STARR: Wolf, it's all still very classified [Ed. note: apparently not], but sources here are confirming there are discussions about the US military getting much more involved in Pakistan.
US military officials confirm to CNN that the secretive US Special Operations Command is considering plans to train and possibly arm Pakistan's Frontier Corps, a paramilitary force of more than 60,000 troops fighting in the remote northwest tribal region against Al Qaeda. It comes as the US is pressuring Pakistani President Pervez Musharraf to maintain his war against the militants.
PAKISTAN ARMY'S MAJ. GEN. WAHEED ARSHAD: The Army means business. The government means business. So I think everybody now realizes and understands that the operations are going to take the situation to its logical conclusion.
STARR: The US already plans to spend $150 million in the tribal region. It could involve sending US Army trainers into hostile areas. This week, local villagers began fleeing as fighting between Pakistan's armed forces and militants grew.

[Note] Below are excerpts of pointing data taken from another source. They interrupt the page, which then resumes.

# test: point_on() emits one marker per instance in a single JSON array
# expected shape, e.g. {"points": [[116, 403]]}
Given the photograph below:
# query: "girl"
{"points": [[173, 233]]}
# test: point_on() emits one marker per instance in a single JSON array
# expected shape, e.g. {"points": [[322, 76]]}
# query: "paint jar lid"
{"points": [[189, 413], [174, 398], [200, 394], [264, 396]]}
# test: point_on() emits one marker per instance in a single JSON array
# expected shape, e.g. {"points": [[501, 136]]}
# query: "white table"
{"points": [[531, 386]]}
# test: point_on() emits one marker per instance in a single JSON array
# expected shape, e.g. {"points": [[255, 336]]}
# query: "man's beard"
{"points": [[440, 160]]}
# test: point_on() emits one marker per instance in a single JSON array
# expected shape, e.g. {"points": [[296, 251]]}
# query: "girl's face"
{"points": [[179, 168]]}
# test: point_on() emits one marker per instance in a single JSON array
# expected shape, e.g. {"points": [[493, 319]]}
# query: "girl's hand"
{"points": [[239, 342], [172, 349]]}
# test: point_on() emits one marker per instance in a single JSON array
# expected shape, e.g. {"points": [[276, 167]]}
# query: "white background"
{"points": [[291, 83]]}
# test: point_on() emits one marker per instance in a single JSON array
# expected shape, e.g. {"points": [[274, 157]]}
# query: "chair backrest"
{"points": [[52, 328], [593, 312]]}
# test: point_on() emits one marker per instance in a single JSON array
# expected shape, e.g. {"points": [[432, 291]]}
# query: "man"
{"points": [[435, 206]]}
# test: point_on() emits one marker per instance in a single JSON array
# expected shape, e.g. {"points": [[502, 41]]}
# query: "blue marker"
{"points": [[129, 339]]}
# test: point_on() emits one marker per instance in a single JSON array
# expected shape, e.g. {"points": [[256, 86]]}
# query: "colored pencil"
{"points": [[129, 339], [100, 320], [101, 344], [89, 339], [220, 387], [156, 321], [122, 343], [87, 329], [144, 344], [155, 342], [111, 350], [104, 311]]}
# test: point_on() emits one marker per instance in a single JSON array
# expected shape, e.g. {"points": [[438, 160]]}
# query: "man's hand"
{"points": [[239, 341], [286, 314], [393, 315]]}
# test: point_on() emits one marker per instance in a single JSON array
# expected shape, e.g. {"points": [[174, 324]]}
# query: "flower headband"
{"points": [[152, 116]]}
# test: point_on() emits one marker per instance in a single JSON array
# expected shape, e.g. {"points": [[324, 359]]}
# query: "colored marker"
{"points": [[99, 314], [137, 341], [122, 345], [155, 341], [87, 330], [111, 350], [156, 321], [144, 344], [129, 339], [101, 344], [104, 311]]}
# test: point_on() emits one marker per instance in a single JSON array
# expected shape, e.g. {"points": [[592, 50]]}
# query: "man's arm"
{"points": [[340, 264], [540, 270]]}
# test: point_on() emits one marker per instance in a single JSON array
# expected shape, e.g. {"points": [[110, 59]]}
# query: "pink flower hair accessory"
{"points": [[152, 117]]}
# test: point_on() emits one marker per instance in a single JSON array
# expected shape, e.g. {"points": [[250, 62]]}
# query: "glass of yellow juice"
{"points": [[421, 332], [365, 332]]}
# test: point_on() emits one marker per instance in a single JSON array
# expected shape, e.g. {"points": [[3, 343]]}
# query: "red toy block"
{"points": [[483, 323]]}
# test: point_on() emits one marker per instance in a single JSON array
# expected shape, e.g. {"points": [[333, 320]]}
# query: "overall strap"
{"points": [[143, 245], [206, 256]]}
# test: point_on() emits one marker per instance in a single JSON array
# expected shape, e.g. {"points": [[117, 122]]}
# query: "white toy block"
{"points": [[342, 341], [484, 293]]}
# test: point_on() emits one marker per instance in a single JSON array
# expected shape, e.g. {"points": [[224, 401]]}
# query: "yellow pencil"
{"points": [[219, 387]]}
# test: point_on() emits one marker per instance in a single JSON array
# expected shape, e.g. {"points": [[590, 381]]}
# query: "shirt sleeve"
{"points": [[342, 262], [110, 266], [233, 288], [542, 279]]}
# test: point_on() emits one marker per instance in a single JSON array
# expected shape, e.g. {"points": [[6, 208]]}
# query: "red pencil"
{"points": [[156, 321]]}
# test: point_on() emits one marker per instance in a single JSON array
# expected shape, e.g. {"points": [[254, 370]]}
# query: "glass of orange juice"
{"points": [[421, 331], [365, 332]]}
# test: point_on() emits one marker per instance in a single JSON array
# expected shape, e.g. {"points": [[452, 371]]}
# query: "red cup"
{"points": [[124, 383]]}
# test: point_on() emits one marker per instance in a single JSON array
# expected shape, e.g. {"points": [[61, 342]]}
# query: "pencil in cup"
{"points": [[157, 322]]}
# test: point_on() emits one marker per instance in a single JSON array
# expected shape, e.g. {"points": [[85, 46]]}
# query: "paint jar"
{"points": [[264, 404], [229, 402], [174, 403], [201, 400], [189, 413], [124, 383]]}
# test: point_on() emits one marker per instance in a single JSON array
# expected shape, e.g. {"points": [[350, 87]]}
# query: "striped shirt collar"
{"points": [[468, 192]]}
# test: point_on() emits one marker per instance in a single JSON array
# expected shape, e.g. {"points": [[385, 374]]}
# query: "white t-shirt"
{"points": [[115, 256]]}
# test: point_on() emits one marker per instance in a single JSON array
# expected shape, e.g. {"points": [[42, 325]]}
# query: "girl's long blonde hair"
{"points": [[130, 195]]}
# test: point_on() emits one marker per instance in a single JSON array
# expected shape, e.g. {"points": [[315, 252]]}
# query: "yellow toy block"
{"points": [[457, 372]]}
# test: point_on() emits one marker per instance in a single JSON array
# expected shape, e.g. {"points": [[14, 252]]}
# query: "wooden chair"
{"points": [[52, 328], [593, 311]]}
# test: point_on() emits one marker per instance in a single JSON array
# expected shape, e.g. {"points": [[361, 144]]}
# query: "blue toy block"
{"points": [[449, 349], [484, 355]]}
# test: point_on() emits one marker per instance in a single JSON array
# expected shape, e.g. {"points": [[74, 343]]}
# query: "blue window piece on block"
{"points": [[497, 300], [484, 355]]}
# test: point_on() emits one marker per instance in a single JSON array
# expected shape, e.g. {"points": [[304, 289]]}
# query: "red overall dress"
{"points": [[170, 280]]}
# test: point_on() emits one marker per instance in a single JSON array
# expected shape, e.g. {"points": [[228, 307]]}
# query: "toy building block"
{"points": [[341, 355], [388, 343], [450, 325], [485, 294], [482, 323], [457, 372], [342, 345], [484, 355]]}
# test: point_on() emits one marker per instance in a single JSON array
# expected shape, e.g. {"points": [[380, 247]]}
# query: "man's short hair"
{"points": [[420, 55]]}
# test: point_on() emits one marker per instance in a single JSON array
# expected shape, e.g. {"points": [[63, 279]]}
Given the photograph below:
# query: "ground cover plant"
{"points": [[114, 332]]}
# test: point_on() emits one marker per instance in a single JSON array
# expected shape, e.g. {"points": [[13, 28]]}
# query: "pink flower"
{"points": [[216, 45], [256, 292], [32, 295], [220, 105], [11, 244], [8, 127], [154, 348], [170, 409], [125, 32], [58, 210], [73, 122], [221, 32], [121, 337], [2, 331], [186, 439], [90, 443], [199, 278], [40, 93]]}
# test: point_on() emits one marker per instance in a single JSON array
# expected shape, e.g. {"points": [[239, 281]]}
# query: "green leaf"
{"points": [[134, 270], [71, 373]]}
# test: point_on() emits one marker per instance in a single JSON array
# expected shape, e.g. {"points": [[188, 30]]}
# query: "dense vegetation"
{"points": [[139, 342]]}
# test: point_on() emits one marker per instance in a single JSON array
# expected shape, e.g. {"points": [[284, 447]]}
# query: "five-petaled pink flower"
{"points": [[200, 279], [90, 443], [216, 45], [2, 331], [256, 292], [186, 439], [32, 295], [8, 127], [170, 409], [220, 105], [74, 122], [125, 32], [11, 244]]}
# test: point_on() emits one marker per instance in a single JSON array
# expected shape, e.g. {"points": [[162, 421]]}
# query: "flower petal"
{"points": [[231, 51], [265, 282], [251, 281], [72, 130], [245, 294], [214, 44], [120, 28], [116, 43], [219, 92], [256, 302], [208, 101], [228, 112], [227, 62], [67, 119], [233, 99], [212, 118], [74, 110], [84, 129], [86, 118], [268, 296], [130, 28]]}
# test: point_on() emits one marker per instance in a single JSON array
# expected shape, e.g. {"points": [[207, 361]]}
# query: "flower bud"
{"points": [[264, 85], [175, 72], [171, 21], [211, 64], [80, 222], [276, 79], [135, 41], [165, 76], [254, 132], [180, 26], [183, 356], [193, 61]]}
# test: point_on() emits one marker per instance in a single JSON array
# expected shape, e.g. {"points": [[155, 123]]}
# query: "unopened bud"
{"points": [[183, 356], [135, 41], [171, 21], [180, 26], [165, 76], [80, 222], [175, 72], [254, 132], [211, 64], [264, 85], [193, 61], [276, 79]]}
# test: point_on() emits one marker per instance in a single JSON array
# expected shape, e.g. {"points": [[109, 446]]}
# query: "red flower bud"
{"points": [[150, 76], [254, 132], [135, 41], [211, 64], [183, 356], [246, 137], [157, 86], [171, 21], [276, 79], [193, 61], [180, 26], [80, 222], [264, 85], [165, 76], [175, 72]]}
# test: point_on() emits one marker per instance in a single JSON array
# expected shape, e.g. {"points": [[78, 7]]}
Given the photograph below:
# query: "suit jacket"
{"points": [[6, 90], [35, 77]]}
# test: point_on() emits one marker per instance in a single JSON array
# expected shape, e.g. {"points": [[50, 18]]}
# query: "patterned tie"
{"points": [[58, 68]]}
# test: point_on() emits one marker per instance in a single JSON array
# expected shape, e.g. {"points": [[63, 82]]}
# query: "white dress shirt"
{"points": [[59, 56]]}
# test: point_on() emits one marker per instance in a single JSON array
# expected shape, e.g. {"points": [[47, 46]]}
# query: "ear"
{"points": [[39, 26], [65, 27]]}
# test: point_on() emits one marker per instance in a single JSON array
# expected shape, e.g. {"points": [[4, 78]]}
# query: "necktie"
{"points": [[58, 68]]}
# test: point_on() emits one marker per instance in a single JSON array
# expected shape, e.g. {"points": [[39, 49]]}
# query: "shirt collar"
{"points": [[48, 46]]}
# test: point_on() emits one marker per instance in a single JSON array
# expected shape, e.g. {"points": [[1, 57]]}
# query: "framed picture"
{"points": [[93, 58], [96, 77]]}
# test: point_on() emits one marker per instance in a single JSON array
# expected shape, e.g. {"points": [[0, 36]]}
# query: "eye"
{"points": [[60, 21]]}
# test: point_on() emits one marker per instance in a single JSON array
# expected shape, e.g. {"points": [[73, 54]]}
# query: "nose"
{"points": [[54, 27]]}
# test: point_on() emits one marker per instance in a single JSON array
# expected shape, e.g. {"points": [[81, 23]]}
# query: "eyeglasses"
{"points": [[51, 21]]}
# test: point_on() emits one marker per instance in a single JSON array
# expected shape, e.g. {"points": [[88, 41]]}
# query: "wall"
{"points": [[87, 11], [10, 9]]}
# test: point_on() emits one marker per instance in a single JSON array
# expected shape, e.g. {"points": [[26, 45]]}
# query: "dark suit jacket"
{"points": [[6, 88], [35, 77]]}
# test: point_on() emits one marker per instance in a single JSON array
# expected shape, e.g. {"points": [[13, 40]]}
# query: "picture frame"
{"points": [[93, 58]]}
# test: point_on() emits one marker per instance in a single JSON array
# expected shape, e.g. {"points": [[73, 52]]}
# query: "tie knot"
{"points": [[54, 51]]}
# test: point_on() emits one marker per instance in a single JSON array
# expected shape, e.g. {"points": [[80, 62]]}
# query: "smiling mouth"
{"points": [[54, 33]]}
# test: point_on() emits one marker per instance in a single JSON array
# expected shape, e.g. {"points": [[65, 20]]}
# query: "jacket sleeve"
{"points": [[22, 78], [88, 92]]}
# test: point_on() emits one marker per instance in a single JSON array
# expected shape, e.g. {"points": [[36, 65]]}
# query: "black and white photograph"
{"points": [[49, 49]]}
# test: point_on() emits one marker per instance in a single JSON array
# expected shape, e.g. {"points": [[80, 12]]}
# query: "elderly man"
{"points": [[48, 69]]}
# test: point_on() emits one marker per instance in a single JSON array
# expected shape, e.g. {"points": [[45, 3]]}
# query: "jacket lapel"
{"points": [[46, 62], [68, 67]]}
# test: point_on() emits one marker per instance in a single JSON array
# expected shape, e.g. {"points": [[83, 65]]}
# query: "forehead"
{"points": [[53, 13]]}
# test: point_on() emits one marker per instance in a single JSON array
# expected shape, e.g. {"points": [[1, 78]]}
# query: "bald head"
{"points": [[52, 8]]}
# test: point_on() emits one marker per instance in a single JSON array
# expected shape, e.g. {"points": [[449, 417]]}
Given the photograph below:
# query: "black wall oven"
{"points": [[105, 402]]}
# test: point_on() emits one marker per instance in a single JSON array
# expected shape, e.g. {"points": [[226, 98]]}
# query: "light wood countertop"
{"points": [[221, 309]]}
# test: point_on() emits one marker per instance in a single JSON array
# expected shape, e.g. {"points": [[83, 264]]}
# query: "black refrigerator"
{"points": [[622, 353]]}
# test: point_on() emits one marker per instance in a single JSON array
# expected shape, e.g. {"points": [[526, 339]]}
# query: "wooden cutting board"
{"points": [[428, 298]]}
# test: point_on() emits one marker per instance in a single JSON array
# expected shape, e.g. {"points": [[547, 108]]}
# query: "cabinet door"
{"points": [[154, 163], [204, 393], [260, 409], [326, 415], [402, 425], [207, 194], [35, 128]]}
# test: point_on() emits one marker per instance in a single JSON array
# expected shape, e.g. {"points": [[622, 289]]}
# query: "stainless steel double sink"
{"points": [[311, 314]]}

Pentagon officials acknowledge the strategy sounds a lot like Iraq, where US training for Sunni tribes has improved security in Al Anbar Province. But skeptics warn that in Pakistan's frontier region the tribes are against all outside authority. Any US involvement will be deeply resented.
When asked if Musharraf still could be effective against terrorism, Defense Secretary Gates declined a strong endorsement.
GATES: Well I'm not going to make a call like that. I would say, though, that his ability to lead - to continue to be a partner in the war on terror very much depends on how developments unfold over the next few weeks in Pakistan.
STARR: Wolf, make no mistake - at the Pentagon, there already is planning for the post-Musharraf era, just in case.
BLITZER: All right. Contingency planning. What a nightmare scenario all of that brings.
I'd say that the nightmare scenario was outlined best by Benjamin Franklin:
"The definition of insanity is doing the same thing over and over and expecting different results. "
I have no idea as to the protocol for such a decision. In other words, does the Iraq AUMF allow for this out-of-control, certifiably insane Administration to dedicate US troops to yet another country in the region? How can anyone possible believe that following a functionally identical strategy to that of Iraq could yield better results? I personally believe that because of Iraq, this particular strategy is that much worse in terms of our overall perception in the region and, therefore, our ability to lessen the possibility of future acts of terrorism at home and abroad.
I'd welcome thoughts from those in the community with military knowledge and knowledge of the Middle East.